Eu podia sentir a adrenalina surgir na minha corrente sanguínea.
—
Última chance, — eu alertei.
— Não há motivo pra isso! Tim
gritou, mais perto dessa vez. — Se acalmem, pessoal! Deixem pra lá!
Senti alguém tentando me agarrar pelas costas. O que aconteceu em
seguida foi instintivo, dentro de uma questão de segundos. Bati meu cotovelo
com força na sua barriga e ouvi uma súbita expiração gemida; então agarrei a
mão de Randy e rapidamente a torci até seu ponto de estalo. Ele gritou e caiu
de joelhos e naquele instante senti mais alguém correndo em minha direção.

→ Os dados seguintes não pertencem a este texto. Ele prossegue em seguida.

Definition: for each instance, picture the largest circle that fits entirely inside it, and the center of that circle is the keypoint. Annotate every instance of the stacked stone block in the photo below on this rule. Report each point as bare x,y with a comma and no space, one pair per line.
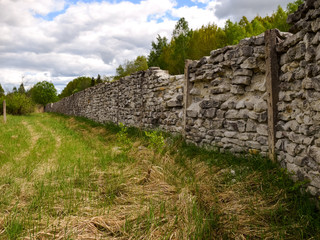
147,99
225,103
228,98
298,135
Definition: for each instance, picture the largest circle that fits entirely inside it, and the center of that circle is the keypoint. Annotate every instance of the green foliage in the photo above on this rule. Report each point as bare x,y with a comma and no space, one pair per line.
156,141
21,89
98,80
292,7
154,58
18,104
44,93
194,44
129,67
1,91
123,139
76,85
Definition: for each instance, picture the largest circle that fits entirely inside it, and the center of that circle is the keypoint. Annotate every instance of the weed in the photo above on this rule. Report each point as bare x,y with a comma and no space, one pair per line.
123,139
156,141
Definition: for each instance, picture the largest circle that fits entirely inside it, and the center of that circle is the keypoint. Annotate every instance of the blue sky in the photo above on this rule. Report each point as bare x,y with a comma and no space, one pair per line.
58,40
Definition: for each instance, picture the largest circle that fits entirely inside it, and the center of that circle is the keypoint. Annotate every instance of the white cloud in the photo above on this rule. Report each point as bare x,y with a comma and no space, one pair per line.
94,37
235,9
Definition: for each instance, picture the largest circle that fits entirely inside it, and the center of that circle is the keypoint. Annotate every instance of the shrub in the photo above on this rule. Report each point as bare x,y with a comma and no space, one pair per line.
18,104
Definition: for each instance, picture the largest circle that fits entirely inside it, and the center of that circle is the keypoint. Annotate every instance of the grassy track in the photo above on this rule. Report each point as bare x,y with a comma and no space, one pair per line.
69,178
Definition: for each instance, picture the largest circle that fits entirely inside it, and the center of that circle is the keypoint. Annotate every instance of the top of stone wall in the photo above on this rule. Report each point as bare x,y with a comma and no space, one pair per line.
308,11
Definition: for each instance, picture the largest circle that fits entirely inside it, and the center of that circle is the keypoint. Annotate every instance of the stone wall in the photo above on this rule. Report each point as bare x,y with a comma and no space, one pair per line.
298,128
146,99
228,105
262,95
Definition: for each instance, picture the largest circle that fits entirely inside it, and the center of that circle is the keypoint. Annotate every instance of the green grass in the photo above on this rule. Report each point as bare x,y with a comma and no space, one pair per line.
71,178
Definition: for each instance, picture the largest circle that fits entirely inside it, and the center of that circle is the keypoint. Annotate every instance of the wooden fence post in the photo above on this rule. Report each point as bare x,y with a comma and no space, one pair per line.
186,98
4,111
272,84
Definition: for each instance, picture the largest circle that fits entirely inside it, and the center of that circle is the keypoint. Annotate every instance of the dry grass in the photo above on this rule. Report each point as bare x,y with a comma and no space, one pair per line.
88,187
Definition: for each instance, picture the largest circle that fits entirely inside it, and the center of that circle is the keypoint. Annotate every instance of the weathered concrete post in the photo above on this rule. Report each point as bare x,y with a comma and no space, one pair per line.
4,111
187,88
272,84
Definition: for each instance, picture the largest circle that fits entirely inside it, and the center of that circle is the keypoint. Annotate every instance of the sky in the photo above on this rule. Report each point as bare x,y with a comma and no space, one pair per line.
59,40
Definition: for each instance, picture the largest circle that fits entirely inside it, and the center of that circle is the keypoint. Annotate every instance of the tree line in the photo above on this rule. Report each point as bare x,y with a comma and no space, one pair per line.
21,101
187,43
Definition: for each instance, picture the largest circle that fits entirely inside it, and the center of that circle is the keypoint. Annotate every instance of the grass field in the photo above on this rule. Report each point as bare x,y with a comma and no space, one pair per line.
69,178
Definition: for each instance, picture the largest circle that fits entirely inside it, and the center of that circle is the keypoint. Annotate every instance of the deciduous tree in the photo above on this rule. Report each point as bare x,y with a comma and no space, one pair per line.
44,92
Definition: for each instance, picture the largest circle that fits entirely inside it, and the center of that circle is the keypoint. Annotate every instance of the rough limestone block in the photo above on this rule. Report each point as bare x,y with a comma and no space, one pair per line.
232,114
205,104
246,51
243,72
315,25
262,129
314,152
250,63
210,113
314,177
237,89
220,89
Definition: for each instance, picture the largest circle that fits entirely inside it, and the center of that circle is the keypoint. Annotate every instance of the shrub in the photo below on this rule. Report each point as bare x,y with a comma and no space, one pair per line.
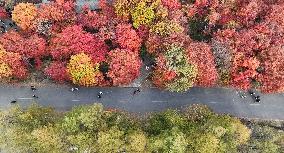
124,66
82,71
170,141
24,15
91,128
136,142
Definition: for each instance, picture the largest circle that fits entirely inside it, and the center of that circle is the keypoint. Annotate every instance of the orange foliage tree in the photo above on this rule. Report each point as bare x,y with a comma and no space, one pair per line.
124,66
11,65
83,71
24,15
200,54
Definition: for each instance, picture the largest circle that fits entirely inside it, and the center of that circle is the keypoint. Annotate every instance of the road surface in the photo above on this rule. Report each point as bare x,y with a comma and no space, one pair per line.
149,100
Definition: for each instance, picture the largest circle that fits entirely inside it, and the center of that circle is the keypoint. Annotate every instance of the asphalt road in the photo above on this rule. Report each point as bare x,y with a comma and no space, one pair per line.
149,100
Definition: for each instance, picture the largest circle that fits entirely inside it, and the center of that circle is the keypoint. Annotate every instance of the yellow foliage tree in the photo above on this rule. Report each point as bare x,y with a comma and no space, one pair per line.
83,71
24,15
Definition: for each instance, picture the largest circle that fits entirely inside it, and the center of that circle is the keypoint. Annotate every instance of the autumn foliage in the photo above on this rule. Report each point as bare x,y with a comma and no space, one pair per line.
127,37
207,73
57,71
83,71
74,40
24,15
11,66
205,43
124,66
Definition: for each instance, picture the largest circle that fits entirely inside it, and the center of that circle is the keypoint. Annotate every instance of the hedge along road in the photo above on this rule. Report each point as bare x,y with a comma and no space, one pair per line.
148,100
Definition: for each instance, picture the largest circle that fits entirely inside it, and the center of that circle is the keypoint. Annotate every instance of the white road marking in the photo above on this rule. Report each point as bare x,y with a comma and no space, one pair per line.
254,104
158,101
24,98
75,100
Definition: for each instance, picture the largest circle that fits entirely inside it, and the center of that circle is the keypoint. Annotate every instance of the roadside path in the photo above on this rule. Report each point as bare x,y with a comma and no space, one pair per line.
148,100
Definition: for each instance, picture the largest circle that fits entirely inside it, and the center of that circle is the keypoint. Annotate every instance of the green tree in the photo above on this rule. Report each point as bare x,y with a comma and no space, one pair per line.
110,141
171,141
136,142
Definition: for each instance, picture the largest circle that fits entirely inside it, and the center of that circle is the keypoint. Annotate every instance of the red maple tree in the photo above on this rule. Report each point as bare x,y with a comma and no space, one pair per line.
74,40
124,66
200,54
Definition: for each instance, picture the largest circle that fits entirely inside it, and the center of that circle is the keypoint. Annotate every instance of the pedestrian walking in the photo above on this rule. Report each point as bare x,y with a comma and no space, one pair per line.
33,88
257,99
135,91
251,93
147,68
73,89
100,94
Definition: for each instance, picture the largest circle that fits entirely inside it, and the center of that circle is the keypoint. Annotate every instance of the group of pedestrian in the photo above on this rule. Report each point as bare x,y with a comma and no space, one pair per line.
254,96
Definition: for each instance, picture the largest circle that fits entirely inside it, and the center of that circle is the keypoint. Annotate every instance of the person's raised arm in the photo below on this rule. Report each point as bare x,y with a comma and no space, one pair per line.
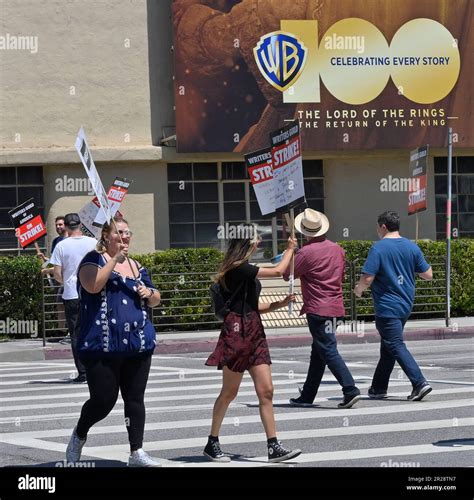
280,268
93,279
58,273
427,275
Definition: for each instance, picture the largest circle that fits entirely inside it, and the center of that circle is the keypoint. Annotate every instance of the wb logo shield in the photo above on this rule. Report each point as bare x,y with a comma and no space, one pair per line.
280,58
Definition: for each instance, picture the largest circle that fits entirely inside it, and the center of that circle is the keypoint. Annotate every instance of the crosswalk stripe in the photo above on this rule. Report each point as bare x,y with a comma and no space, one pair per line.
152,390
299,414
60,385
33,367
121,451
357,454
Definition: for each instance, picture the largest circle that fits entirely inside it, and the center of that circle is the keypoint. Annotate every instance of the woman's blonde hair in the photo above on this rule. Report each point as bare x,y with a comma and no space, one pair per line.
238,251
106,230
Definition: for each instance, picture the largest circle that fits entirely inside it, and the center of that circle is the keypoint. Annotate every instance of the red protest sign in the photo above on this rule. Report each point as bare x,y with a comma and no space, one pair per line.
29,225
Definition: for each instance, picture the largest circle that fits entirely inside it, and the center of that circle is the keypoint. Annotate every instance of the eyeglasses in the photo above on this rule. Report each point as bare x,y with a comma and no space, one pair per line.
125,233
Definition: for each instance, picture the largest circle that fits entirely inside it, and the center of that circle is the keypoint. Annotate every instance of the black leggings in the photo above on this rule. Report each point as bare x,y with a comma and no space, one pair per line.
105,377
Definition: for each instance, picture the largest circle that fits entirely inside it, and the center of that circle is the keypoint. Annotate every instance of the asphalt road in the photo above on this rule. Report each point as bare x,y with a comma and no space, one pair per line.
39,408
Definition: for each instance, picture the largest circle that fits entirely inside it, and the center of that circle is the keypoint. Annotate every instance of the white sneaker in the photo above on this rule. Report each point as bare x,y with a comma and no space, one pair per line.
139,458
74,448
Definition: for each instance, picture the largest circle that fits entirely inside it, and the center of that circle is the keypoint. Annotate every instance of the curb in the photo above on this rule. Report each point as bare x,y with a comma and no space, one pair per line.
207,346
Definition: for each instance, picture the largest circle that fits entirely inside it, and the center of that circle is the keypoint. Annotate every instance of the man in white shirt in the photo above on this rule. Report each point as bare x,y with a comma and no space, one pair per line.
66,258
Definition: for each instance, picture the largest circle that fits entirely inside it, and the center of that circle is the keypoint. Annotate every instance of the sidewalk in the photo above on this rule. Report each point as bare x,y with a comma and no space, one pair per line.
204,341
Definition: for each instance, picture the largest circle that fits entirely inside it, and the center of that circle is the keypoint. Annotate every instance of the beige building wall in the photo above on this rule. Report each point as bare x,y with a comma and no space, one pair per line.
90,69
354,198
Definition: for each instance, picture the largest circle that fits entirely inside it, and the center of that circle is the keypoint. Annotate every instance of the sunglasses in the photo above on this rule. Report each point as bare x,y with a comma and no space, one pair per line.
125,233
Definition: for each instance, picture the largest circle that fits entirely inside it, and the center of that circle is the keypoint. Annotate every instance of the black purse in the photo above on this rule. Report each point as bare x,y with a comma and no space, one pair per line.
221,306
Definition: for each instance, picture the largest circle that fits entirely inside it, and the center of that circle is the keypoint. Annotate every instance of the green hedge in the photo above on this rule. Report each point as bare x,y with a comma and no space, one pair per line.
20,282
183,305
20,289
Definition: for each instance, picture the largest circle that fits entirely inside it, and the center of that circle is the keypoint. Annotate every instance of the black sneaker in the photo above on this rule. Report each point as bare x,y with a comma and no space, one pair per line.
420,392
349,401
278,453
300,402
213,452
376,395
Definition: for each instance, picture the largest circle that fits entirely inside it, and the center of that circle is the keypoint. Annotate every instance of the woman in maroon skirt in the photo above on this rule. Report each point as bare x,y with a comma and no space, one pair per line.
242,344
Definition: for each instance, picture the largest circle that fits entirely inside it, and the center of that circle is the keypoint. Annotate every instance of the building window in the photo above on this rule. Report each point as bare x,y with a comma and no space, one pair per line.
17,185
201,196
193,204
462,210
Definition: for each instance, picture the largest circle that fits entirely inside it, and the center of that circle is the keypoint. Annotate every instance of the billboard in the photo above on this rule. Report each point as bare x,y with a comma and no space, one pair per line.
356,75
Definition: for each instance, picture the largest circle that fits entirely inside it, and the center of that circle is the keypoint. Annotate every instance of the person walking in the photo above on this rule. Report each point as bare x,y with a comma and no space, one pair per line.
390,271
116,339
242,343
66,257
320,267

Balancei um cotovelo cegamente e o senti conectar; senti cartilagem se
esmigalhar enquanto me virei, pronto para o próximo que viesse.
— O que você fez? — ouvi
Savannah gritar. Ela deve ter vindo correndo assim que viu o que estava
acontecendo.
Na areia, Randy estava se contraindo enquanto apertava o pulso; o
cara que tinha me agarrado por trás estava arfando de quatro.
— Você o machucou!
ela choramingou enquanto passava correndo por mim. — Ele só estava tentando
parar a briga!
Eu me virei. Tim estava esparramado no chão, segurando o rosto, o
sangue jorrando por entre seus dedos. A visão pareceu paralisar todos menos
Savannah, que se ajoelhou ao seu lado. Tim gemeu e apesar das marteladas no meu
peito, senti um caroço no meu estômago. Por que tinha que ter sido ele? Eu
queria perguntar se ele estava bem; eu queria dizer a ele que não tinha tido a
intenção de machucá-lo e que não era minha culpa. Eu não tinha começado isso.
Mas não iria importar. Não agora. Eu não podia fingir que eles
devessem perdoar e esquecer, não importava o quanto eu quisesse que não tivesse
acontecido.
Eu mal podia ouvir Savannah se
preocupar quando eu comecei a me afastar. Olhei para os outros cautelosamente,
me certificando de que eles me deixariam partir, não querendo machucar mais
ninguém.
— Ah, Jesus... ah, não.
Você está realmente sangrando... temos que te levar ao médico...
Continuei a andar para trás, então me virei e subi as escadas.
Me movi
rapidamente pela casa, depois de volta para o meu carro. Antes de me dar conta,
eu estava na rua, amaldiçoando a mim e a toda a noite.